ES 4480. Ethnic Studies in Southern California. Units: 3

This course is an exploration of Southern California as sites where Ethnic Studies is practiced and lived within various cities and communities. While the birth of Ethnic Studies has historically been linked to Northern California, this course will utilize Ethnic Studies as a means of exploring immigration, settler colonialism and environmental justice, among other topics, in and around Los Angeles, San Diego and the Inland Empire.

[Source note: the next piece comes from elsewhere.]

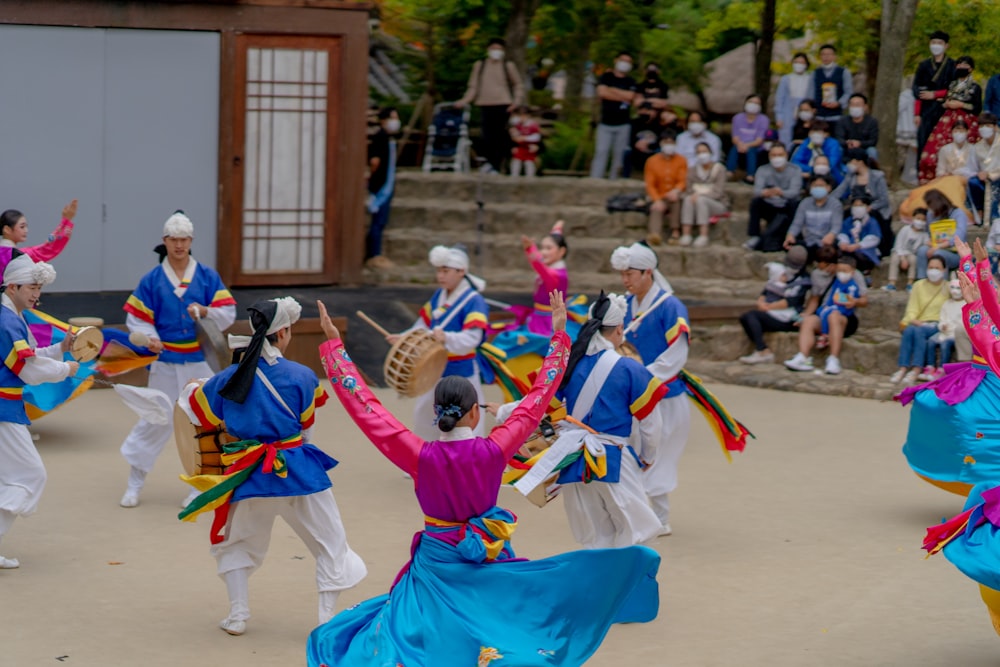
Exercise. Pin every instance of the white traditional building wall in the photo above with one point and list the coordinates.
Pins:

ES 4600. Eating the Other: Consumer Culture and Race. Units: 3

This course, an homage to bell hooks, draws from interdisciplinary texts to examine consumer culture through the lens of race, gender, and class. Contemporary debates surrounding the links and ruptures between cultural appropriation and cultural appreciation have become nearly ubiquitous on university campuses and in various media outlets. Instead of resolving these concerns, this course examines the discourses that have given rise to these debates centering on consumption and the forms of racialization certain types of consumption produce. We will examine how these ideas have been contested by communities of color in the US as they negotiate their place in a racial landscape that perpetually inscribes them as the other.

ES 5100. Teaching Ethnic Studies. Units: 3

Semester Prerequisite: Students must have taken at least one other upper-division Ethnic Studies course in order to enroll in an ES 5000-level courses (or have received faculty approval)
This course explores how one might utilize Ethnic Studies as a pedagogical tool and framework within the classroom and other spaces of learning. Students will consider what it means beyond a model of inclusivity and diversity.

ES 5250. Performance Studies and Ethnic Studies. Units: 3

Semester Prerequisite: Students must have taken at least one other upper-division Ethnic Studies course in order to enroll in ES 5000-level courses (or have received faculty approval)
This course is an exploration of the ways in which Performance Studies and Ethnic Studies intersect with one another. It will also examine the ways in which performance, both onstage and off, holds the potential to disrupt conventional and/or stereotypical ways of thinking about identities.

ES 5753. Internship in Ethnic Studies. Units: 3

Semester Prerequisite: Students must have taken at least one other upper-division Ethnic Studies course in order to enroll in ES 5000-level courses (or have received faculty approval)
Reflecting the ongoing indebtedness of Ethnic Studies to learning with and learning from those outside of traditional spaces of higher education, this internship course provides an opportunity for service learning and community engagement. Community partners will be selected in consultation with Ethnic Studies faculty. Regular meetings with supervising faculty member will be required.

ES 5940. Senior Seminar. Units: 3

Semester Prerequisite: Completed and passed a minimum of one (1) upper-division Ethnic Studies course or faculty consultation
This course is an Ethnic Studies methodologies seminar wherein students will pursue faculty-guided independent research projects. The course will result in a final research paper that reflects originality of thought and shared conversation with interlocuters within Ethnic Studies.

ES 5953. Independent Study. Units: 3

For students capable of individualized work and in need of advanced or specialized study. May be taken two times for six units. Formerly ES 595C.